Despite their rhetoric about abortion being "murder" committed by flaky, irresponsible sluts who hate babies, abortion is a crucial reproductive healthcare procedure that is not merely necessary to give people control over their reproduction but also necessary in many cases to save pregnant people's lives.

A decade or so ago, even anti-choice legislators felt obliged to acquiesce to abortion exceptions when the life or health of "the mother" was in jeopardy. Slowly, health exceptions have fallen away, and now there are elected legislators who don't have compunction about opposing exceptions even in cases where a pregnant person's life is at risk.

And here we are: Now they openly admit they don't give a single fuck about having healthcare providers who are trained to save pregnant people's lives, if saving those lives depends on aborting a fetus that will not live anyway.

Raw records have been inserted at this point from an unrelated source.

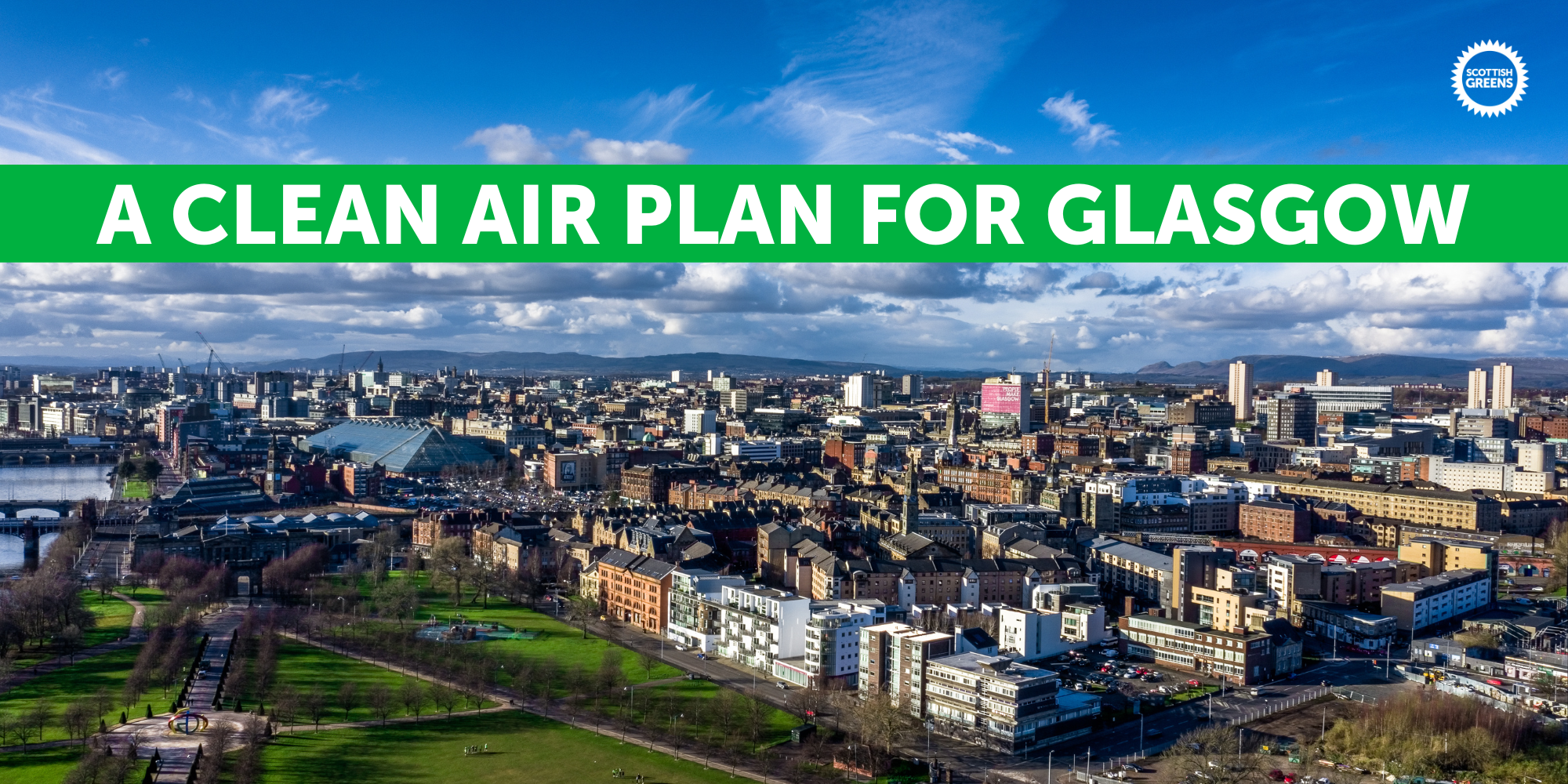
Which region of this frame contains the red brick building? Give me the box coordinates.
[1239,500,1312,543]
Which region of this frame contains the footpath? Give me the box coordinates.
[0,591,147,696]
[284,632,773,782]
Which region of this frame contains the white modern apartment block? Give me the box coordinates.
[1225,362,1254,422]
[665,569,746,652]
[790,602,887,688]
[997,604,1105,662]
[844,373,877,408]
[713,585,811,673]
[1430,458,1557,492]
[1491,362,1513,408]
[1465,367,1486,408]
[729,441,784,463]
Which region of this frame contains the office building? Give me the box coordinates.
[681,408,718,436]
[1301,384,1394,414]
[1264,394,1317,445]
[1465,367,1486,408]
[1491,362,1513,408]
[925,652,1101,754]
[859,622,953,717]
[844,373,877,408]
[597,549,676,633]
[1116,615,1275,685]
[1383,569,1494,637]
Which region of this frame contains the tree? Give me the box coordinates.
[1160,728,1261,784]
[337,681,359,721]
[301,684,326,731]
[430,536,474,605]
[93,572,119,599]
[397,679,425,723]
[566,596,599,640]
[637,651,659,681]
[365,684,392,724]
[373,579,419,629]
[430,681,461,718]
[196,721,234,784]
[60,699,93,739]
[22,699,55,745]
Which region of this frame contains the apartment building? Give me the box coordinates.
[925,652,1099,754]
[1399,536,1497,577]
[1236,474,1502,532]
[1239,500,1312,543]
[713,585,811,673]
[859,622,955,717]
[665,569,746,652]
[1085,536,1176,607]
[1383,569,1496,637]
[790,602,887,688]
[1116,615,1275,685]
[597,547,676,633]
[996,604,1105,662]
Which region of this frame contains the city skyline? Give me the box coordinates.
[0,0,1565,163]
[0,263,1568,372]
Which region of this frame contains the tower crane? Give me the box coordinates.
[196,332,226,376]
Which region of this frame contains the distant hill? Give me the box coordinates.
[235,351,908,378]
[1116,354,1568,387]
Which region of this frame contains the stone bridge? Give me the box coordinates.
[0,444,119,466]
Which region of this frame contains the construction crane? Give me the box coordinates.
[196,332,226,376]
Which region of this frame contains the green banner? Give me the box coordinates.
[0,166,1568,262]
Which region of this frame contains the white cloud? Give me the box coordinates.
[887,130,1013,163]
[1040,89,1121,151]
[583,140,691,163]
[740,0,1054,163]
[251,88,329,127]
[463,124,555,163]
[93,67,130,89]
[0,114,125,163]
[627,85,718,140]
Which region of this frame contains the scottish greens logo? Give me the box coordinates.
[1454,41,1526,118]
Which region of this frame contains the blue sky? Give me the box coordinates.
[0,2,1568,163]
[0,0,1568,370]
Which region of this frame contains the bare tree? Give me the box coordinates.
[397,679,425,723]
[303,684,326,729]
[365,684,392,724]
[337,681,359,721]
[430,681,459,718]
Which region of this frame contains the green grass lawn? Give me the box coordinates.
[245,641,494,724]
[262,710,762,784]
[0,644,169,743]
[0,746,99,784]
[332,572,800,743]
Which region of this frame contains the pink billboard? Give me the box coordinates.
[980,384,1024,414]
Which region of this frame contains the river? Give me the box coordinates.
[0,466,113,577]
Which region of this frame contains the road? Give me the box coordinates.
[588,622,1410,781]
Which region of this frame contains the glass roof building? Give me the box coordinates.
[303,422,494,477]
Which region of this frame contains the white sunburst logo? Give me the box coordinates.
[1454,41,1526,118]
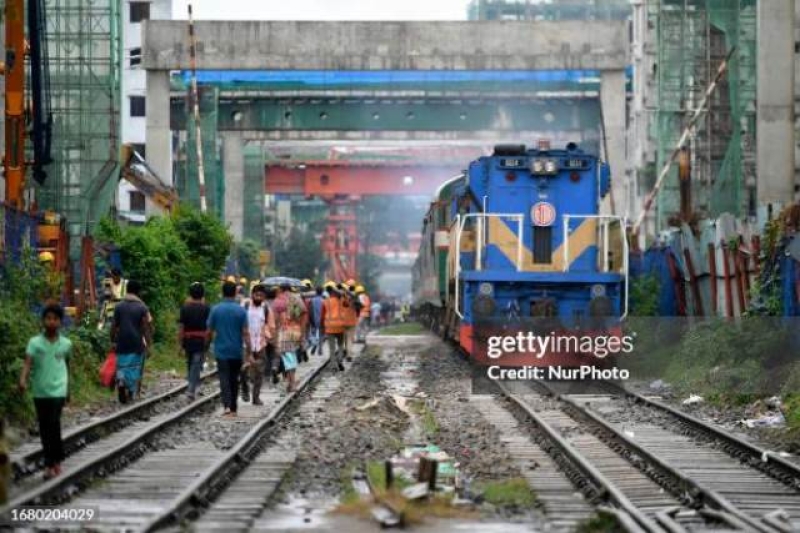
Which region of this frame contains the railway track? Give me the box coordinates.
[499,376,800,532]
[0,358,327,531]
[11,370,217,484]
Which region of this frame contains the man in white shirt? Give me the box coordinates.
[242,285,275,405]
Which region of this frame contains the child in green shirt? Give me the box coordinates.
[19,303,72,479]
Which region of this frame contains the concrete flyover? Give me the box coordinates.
[142,20,630,237]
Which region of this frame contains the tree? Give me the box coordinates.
[233,239,261,279]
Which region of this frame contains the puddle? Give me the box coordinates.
[258,494,338,531]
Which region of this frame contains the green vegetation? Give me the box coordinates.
[339,465,361,505]
[626,316,800,428]
[410,401,439,439]
[273,228,327,279]
[0,258,107,425]
[478,477,536,508]
[378,322,428,335]
[367,461,411,491]
[233,240,261,279]
[576,514,625,533]
[0,208,232,426]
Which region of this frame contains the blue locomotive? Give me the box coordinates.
[413,143,628,364]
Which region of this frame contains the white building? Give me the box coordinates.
[117,0,172,222]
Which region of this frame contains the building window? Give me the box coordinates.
[130,2,150,24]
[130,96,145,117]
[128,191,145,213]
[130,46,142,67]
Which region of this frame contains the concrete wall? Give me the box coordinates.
[222,131,245,241]
[757,0,795,207]
[143,21,629,70]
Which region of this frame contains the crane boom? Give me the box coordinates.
[120,144,178,211]
[3,0,25,209]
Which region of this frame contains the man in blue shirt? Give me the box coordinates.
[208,282,251,418]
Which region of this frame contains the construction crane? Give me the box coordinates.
[3,0,53,210]
[119,144,178,212]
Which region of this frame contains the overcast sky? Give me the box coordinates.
[172,0,469,20]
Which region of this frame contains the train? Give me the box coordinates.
[412,141,628,364]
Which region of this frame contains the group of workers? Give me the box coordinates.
[13,270,372,478]
[184,276,371,417]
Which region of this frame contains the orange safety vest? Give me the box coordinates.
[342,296,358,328]
[361,292,372,318]
[322,296,347,335]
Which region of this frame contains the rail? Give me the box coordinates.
[12,370,217,481]
[140,358,330,533]
[454,213,525,319]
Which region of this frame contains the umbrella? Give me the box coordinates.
[261,276,303,288]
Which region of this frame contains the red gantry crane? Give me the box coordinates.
[265,149,475,280]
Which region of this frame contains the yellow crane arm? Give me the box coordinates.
[120,144,178,211]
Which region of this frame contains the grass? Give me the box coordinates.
[337,461,478,525]
[367,461,412,491]
[576,515,625,533]
[410,400,439,438]
[378,322,428,335]
[479,477,536,508]
[339,466,360,506]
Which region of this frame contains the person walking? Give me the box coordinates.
[341,280,359,362]
[322,282,346,371]
[111,279,153,404]
[264,287,281,385]
[356,285,372,342]
[207,281,251,418]
[243,285,275,405]
[272,285,308,392]
[19,303,72,479]
[178,282,211,400]
[307,286,325,355]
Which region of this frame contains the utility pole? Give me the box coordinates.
[188,2,208,213]
[3,0,25,209]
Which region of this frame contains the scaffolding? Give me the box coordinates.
[36,0,122,243]
[648,0,756,227]
[467,0,631,20]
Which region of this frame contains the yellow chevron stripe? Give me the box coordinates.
[488,217,597,272]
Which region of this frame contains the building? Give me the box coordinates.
[117,0,172,222]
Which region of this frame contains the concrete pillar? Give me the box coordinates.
[221,131,245,241]
[600,70,630,216]
[756,0,795,209]
[145,70,173,187]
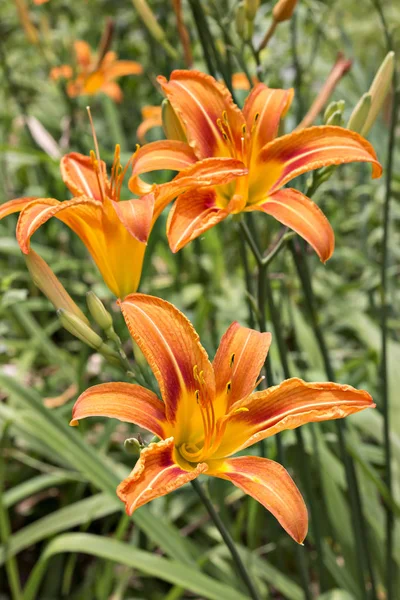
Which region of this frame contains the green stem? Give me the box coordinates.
[191,479,260,600]
[373,0,400,600]
[290,241,375,598]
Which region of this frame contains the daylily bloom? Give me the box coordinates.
[0,146,154,298]
[50,40,143,102]
[129,71,382,262]
[70,294,375,543]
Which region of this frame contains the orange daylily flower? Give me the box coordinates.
[50,40,143,102]
[129,71,382,262]
[70,294,375,543]
[0,146,154,298]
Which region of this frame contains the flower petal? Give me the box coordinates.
[120,294,214,432]
[60,152,107,200]
[117,438,207,515]
[128,140,197,195]
[249,125,382,203]
[70,383,167,438]
[136,105,162,144]
[216,377,375,457]
[17,196,146,298]
[154,158,248,219]
[74,40,92,70]
[0,196,37,220]
[157,71,245,159]
[250,188,335,262]
[167,188,229,252]
[105,60,143,81]
[207,456,308,544]
[113,193,154,243]
[243,83,294,156]
[213,321,271,410]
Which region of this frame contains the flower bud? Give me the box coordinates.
[57,308,104,350]
[244,0,260,21]
[25,249,89,324]
[161,98,187,142]
[347,92,372,133]
[272,0,297,23]
[86,291,113,331]
[361,52,395,136]
[235,2,247,40]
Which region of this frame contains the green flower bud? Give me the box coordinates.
[347,92,372,133]
[86,291,113,331]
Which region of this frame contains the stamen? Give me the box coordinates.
[86,106,105,201]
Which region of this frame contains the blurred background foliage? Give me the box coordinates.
[0,0,400,600]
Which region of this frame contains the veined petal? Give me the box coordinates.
[243,83,294,156]
[128,140,197,195]
[105,60,143,81]
[117,438,207,515]
[70,383,168,438]
[213,321,272,412]
[253,188,335,262]
[113,193,154,243]
[249,125,382,198]
[154,158,248,219]
[0,196,37,219]
[215,377,375,457]
[74,40,92,70]
[207,456,308,544]
[120,294,215,432]
[157,71,245,159]
[60,152,107,200]
[167,188,229,252]
[17,196,146,298]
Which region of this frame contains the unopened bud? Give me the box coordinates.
[361,52,395,136]
[347,92,372,133]
[235,2,247,40]
[25,249,89,324]
[86,291,113,331]
[244,0,260,21]
[124,438,143,456]
[57,308,104,350]
[324,100,345,125]
[272,0,297,23]
[161,99,187,142]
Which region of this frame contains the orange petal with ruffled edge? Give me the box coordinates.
[207,456,308,544]
[154,158,248,219]
[157,71,245,159]
[105,60,143,81]
[117,438,207,515]
[136,105,162,144]
[70,383,168,438]
[128,140,197,195]
[249,125,382,204]
[60,152,108,200]
[113,193,154,243]
[17,196,146,298]
[243,83,294,156]
[213,321,272,410]
[253,188,335,262]
[120,294,215,432]
[215,377,375,458]
[0,196,37,219]
[167,188,229,252]
[74,40,92,70]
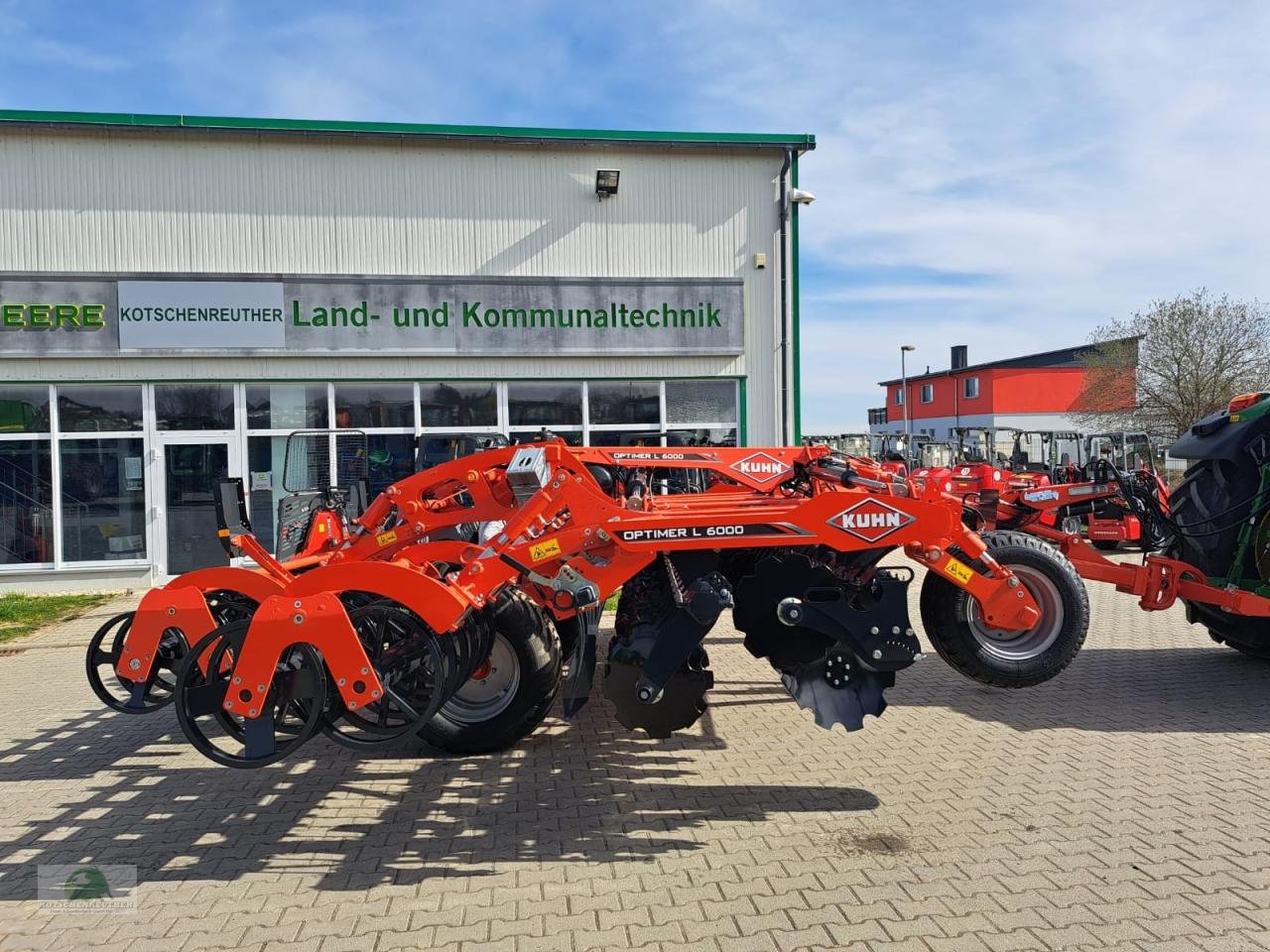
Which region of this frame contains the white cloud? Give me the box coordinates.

I have said many times (for instance) that fetuses are valued more highly than the people who carry them, that the potential life of every fetus is more important than the actual life of a pregnant person. Never has this been more clear.

Anti-choicers love fetuses. And they hate people.

Because fetuses don't come with the complications of living human beings. Fetuses are perfect, flawless, sinless. Clean slates. No dents, no dings, no scars, no fuck-ups, no evidence of living a mortal life, nothing to judge and find them wanting.

Only they are worthy of protection, because only they have done nothing to justify apathy, neglect, disdain.

It's no coincidence that the same people who are seeking to audit and shame people on government assistance, and undermine wage protections for workers, and defend institutional oppressions of every description, and wage wars, and justify all of it on the basis that those people fucked up and they deserve whatever we've determined should be coming to them, are also the same people who are willing to let human beings die to protect fetuses.

Fetuses deserve our love and protection, because they haven't made the terrible mistake of being born and living a human life.

Of making choices that can be held in judgment by punitive-minded sanctimony machines, who lay in wait to find reason to use those choices to harm the people making them.

Even after they limit those people's choices to no good ones, only bad and worse ones.

People fail, and people struggle. Right in plain view, where it can make other people uncomfortable. Fetuses do neither.

They are the only "people" worthy of anti-choicers' love, because they are the only ones who don't need it.

Their god-fearing hearts, just overflowingly full of love for perfect little potentialities, who have no need or expectation of love. Or protection, or empathy, or compassion, or help. Unlike human beings, contemptible in all our messy humanness.

This expansive love for fetuses—it's all just a ruse, a cunning mask to hide the cavernously profound lack of love for living, breathing people.

It's so much easier to care for "the voiceless," and have to answer to no one but a distant, absent god. There's no one who makes it hard to love them, by being flawed and complicated, and no one to tell you you're wrong.